Understanding Company Limited Liability and Insolvency

Company limited liability and insolvency. A guide for company directors and shareholders.

The principle of limited liability underpins the corporate structure and benefit of running a business within a limited company. It can provide directors and shareholders with personal protection from business liabilities. This concept is pivotal for business owners seeking to safeguard their personal assets while growing a business. Although limited liability provides a sound starting point to distance the individuals from risk there are circumstances where the liabilities of the company, and claims deriving from the company, can be pursued against them personally. It is particularly important for the directors to understand the circumstances in which liability extends beyond the company in order to limit their exposure to personal financial risk.

The Principles of Limited Liability

In a limited company the directors and shareholders enjoy limited liability – their personal assets are generally shielded from the company’s debts and liabilities. This protection is a cornerstone of the corporate structure, fostering entrepreneurship and investment by mitigating the risks associated with business ventures. Limited liability allows directors to take business decisions without fear of bearing personal financial burdens in the event of business failure.
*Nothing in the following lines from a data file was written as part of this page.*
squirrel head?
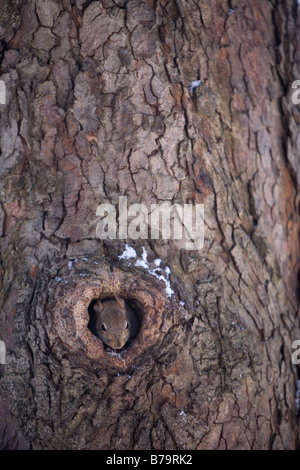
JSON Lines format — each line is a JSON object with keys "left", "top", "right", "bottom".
{"left": 94, "top": 297, "right": 130, "bottom": 350}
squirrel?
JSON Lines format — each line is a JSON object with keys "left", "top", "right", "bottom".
{"left": 93, "top": 297, "right": 139, "bottom": 350}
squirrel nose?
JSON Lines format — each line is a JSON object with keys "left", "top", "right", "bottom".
{"left": 113, "top": 340, "right": 124, "bottom": 349}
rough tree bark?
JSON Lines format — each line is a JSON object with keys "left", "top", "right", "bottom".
{"left": 0, "top": 0, "right": 299, "bottom": 450}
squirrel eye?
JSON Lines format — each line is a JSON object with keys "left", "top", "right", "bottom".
{"left": 101, "top": 323, "right": 107, "bottom": 332}
{"left": 125, "top": 321, "right": 129, "bottom": 330}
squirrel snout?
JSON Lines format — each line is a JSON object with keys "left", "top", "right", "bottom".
{"left": 112, "top": 339, "right": 125, "bottom": 350}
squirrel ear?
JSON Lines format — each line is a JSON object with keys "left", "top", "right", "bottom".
{"left": 94, "top": 299, "right": 104, "bottom": 314}
{"left": 115, "top": 296, "right": 125, "bottom": 309}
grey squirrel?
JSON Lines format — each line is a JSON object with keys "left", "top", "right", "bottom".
{"left": 93, "top": 297, "right": 139, "bottom": 350}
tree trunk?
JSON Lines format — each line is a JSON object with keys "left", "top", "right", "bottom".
{"left": 0, "top": 0, "right": 299, "bottom": 450}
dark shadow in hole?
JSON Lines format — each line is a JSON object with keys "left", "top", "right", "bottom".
{"left": 87, "top": 297, "right": 143, "bottom": 350}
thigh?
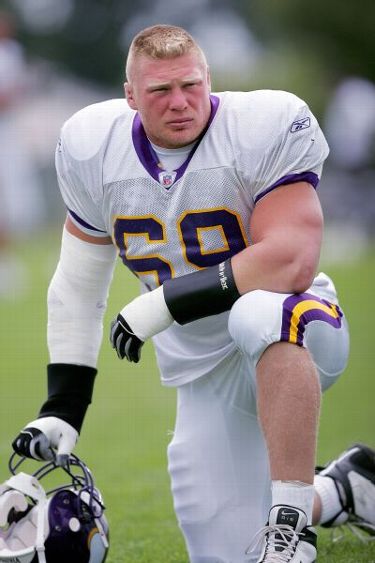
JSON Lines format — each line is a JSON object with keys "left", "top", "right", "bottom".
{"left": 168, "top": 352, "right": 270, "bottom": 562}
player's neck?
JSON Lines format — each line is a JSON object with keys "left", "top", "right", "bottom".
{"left": 150, "top": 140, "right": 196, "bottom": 172}
{"left": 150, "top": 140, "right": 196, "bottom": 155}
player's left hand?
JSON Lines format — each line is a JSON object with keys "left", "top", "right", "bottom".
{"left": 110, "top": 314, "right": 144, "bottom": 362}
{"left": 110, "top": 286, "right": 173, "bottom": 362}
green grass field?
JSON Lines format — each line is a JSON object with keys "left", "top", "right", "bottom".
{"left": 1, "top": 230, "right": 374, "bottom": 562}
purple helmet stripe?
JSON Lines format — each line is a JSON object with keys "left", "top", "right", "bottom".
{"left": 254, "top": 171, "right": 319, "bottom": 204}
{"left": 281, "top": 293, "right": 343, "bottom": 346}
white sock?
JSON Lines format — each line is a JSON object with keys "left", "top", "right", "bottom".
{"left": 272, "top": 480, "right": 315, "bottom": 525}
{"left": 314, "top": 474, "right": 347, "bottom": 525}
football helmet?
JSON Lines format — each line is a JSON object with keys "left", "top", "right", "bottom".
{"left": 0, "top": 453, "right": 109, "bottom": 563}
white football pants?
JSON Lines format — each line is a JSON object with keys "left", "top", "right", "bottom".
{"left": 167, "top": 273, "right": 350, "bottom": 563}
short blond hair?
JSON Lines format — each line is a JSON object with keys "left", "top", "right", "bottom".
{"left": 126, "top": 24, "right": 207, "bottom": 81}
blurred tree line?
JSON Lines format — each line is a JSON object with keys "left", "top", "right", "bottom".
{"left": 237, "top": 0, "right": 375, "bottom": 84}
{"left": 3, "top": 0, "right": 131, "bottom": 86}
{"left": 234, "top": 0, "right": 375, "bottom": 115}
{"left": 4, "top": 0, "right": 375, "bottom": 105}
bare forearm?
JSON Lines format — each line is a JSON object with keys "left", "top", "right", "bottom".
{"left": 231, "top": 235, "right": 321, "bottom": 296}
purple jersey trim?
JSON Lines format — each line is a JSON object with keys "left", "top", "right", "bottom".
{"left": 280, "top": 293, "right": 343, "bottom": 347}
{"left": 68, "top": 209, "right": 107, "bottom": 233}
{"left": 254, "top": 171, "right": 319, "bottom": 204}
{"left": 132, "top": 95, "right": 220, "bottom": 183}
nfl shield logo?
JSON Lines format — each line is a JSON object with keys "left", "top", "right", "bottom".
{"left": 158, "top": 171, "right": 177, "bottom": 189}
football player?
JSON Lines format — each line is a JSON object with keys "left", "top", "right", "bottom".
{"left": 12, "top": 25, "right": 375, "bottom": 563}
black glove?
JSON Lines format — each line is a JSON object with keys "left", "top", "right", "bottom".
{"left": 110, "top": 314, "right": 144, "bottom": 362}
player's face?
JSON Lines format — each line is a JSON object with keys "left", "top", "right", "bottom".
{"left": 125, "top": 52, "right": 211, "bottom": 148}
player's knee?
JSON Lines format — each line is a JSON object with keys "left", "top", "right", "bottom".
{"left": 228, "top": 290, "right": 282, "bottom": 364}
{"left": 306, "top": 316, "right": 350, "bottom": 391}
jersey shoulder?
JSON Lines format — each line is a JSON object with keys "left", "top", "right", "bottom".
{"left": 217, "top": 89, "right": 310, "bottom": 134}
{"left": 211, "top": 90, "right": 328, "bottom": 200}
{"left": 219, "top": 89, "right": 308, "bottom": 112}
{"left": 213, "top": 89, "right": 325, "bottom": 161}
{"left": 60, "top": 98, "right": 132, "bottom": 161}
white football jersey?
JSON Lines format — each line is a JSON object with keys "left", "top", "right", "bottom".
{"left": 55, "top": 90, "right": 329, "bottom": 386}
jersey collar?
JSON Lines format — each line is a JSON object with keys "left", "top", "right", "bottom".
{"left": 132, "top": 94, "right": 220, "bottom": 185}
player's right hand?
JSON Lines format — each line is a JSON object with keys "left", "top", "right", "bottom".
{"left": 12, "top": 417, "right": 78, "bottom": 467}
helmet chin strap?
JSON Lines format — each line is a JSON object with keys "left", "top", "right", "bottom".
{"left": 95, "top": 516, "right": 110, "bottom": 550}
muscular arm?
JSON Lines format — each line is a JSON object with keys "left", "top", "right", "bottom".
{"left": 232, "top": 181, "right": 323, "bottom": 295}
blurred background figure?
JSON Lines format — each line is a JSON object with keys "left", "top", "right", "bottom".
{"left": 324, "top": 77, "right": 375, "bottom": 232}
{"left": 326, "top": 77, "right": 375, "bottom": 173}
{"left": 0, "top": 9, "right": 43, "bottom": 299}
{"left": 317, "top": 76, "right": 375, "bottom": 263}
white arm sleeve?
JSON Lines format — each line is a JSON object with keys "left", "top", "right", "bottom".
{"left": 47, "top": 228, "right": 117, "bottom": 367}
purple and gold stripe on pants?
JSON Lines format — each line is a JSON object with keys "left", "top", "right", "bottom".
{"left": 280, "top": 293, "right": 343, "bottom": 346}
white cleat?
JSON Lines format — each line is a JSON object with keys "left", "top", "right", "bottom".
{"left": 247, "top": 505, "right": 317, "bottom": 562}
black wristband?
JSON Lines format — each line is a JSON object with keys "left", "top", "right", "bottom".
{"left": 163, "top": 258, "right": 240, "bottom": 325}
{"left": 38, "top": 363, "right": 97, "bottom": 433}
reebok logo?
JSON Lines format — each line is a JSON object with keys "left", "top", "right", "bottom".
{"left": 290, "top": 117, "right": 311, "bottom": 133}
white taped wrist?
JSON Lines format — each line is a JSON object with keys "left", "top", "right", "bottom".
{"left": 48, "top": 228, "right": 116, "bottom": 367}
{"left": 120, "top": 285, "right": 173, "bottom": 341}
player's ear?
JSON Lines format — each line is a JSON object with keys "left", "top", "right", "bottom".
{"left": 206, "top": 67, "right": 211, "bottom": 92}
{"left": 124, "top": 82, "right": 137, "bottom": 109}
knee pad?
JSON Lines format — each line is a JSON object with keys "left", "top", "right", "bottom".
{"left": 305, "top": 315, "right": 350, "bottom": 390}
{"left": 228, "top": 290, "right": 283, "bottom": 365}
{"left": 228, "top": 288, "right": 348, "bottom": 389}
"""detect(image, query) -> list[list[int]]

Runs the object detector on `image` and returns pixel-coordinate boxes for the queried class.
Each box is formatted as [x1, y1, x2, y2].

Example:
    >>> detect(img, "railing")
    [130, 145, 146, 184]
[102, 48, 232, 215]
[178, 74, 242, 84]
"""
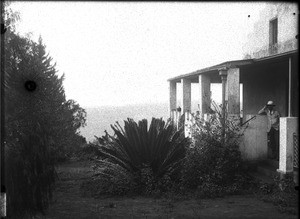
[294, 133, 299, 169]
[170, 109, 182, 130]
[250, 38, 298, 59]
[170, 110, 197, 139]
[184, 111, 194, 138]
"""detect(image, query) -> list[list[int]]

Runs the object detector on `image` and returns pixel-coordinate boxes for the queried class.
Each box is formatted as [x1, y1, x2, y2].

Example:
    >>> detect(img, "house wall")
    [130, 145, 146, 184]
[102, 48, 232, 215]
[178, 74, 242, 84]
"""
[243, 3, 298, 58]
[291, 56, 299, 117]
[240, 115, 268, 160]
[241, 61, 288, 117]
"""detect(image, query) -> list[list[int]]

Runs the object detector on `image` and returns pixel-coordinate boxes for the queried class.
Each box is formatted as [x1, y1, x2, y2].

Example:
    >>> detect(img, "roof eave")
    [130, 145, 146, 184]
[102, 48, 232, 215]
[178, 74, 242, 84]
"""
[253, 49, 298, 63]
[167, 59, 253, 82]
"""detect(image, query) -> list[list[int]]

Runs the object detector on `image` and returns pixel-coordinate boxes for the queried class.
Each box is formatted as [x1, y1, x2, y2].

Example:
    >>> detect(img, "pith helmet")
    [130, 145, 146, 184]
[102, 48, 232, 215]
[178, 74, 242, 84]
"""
[267, 100, 275, 106]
When Doesn’t Limited Liability Apply?

Despite the robust protection afforded by limited liability company directors may still find themselves personally liable in certain circumstances:

  1. Personal Guarantees. Directors may be required to provide personal guarantees to lenders or creditors in order to secure loans or credit facilities for the company. In such cases, directors assume personal liability for the debt should the company be unable to pay. If the company defaults on its obligations the creditor may pursue the director personally to recover the outstanding amount. Directors may find that certain forms of lending or supplies cannot be obtained without providing a personal guarantee, reflecting the power imbalance between a large bank or supplier and the smaller business. The risks should always be understood before granting such guarantees, particularly when the solvency of the company is uncertain. In the event of insolvency the directors must ensure all creditors are treated equally and payments to liabilities subject to personal guarantees are not preferred. Preferring payments to one creditor over another can bring a claim under the insolvency legislation and a recovery action against a director. If the actions taken are deemed sufficiently improper in the eyes of the Insolvency Service a director can be disqualified from acting in the same capacity for a period of 2 – 15 years. Professional advice should be taken when the future of the company becomes uncertain to avoid potential liabilities arising later on as a result of the operation of the insolvency legislation.
  1. Fraudulent or Wrongful Trading. Directors who engage in fraudulent activities or wrongful trading can be held personally liable for the resulting debts. Fraudulent trading involves intentionally deceiving creditors or engaging in dishonest conduct, while wrongful trading occurs when directors continue trading despite knowing that the company is insolvent and unable to meet its financial obligations. In such instances directors may be held personally liable for the debts incurred and disqualification can follow. It is important to seek professional advice when the directors recognise the company is facing financial difficulties to avoid actions that can be criticised later on.
  1. Claims by Liquidators and Administrators. In the event of company liquidation and administration the appointed insolvency practitioner has a duty to investigate the conduct of directors, particularly in the final period of trading when the company was insolvent. If a director is found to have acted in breach of their duty of good faith, to the company and creditors, they may be held personally liable to compensate the company for losses caused. Where the conduct is deemed sufficiently improper in the eyes of the Insolvency Service this can lead to a person being disqualified from acting as a director of any UK company for a period of 2 – 15 years. Directors should exercise diligence, act in the interests of the company and the creditors as a whole, and adhere to their legal obligations in order to mitigate the risk of proceedings against them personally. Professional advice should be taken when the future of the company is in doubt to avoid personal claims being raised later on.

The limited liability afforded by company status provides directors and shareholders with essential protection from personal liability for the company’s debts and liabilities. A degree of personal liability may be necessary to secure company bank lending or supplier accounts by granting personal guarantees. Acting properly in accordance with the duties of good faith to the company and creditors can ensure claims cannot be made later on should the company enter liquidation or administration. In order to understand their duties and the potential pitfalls directors should seek professional advice when there are concerns about the long term solvency of the company.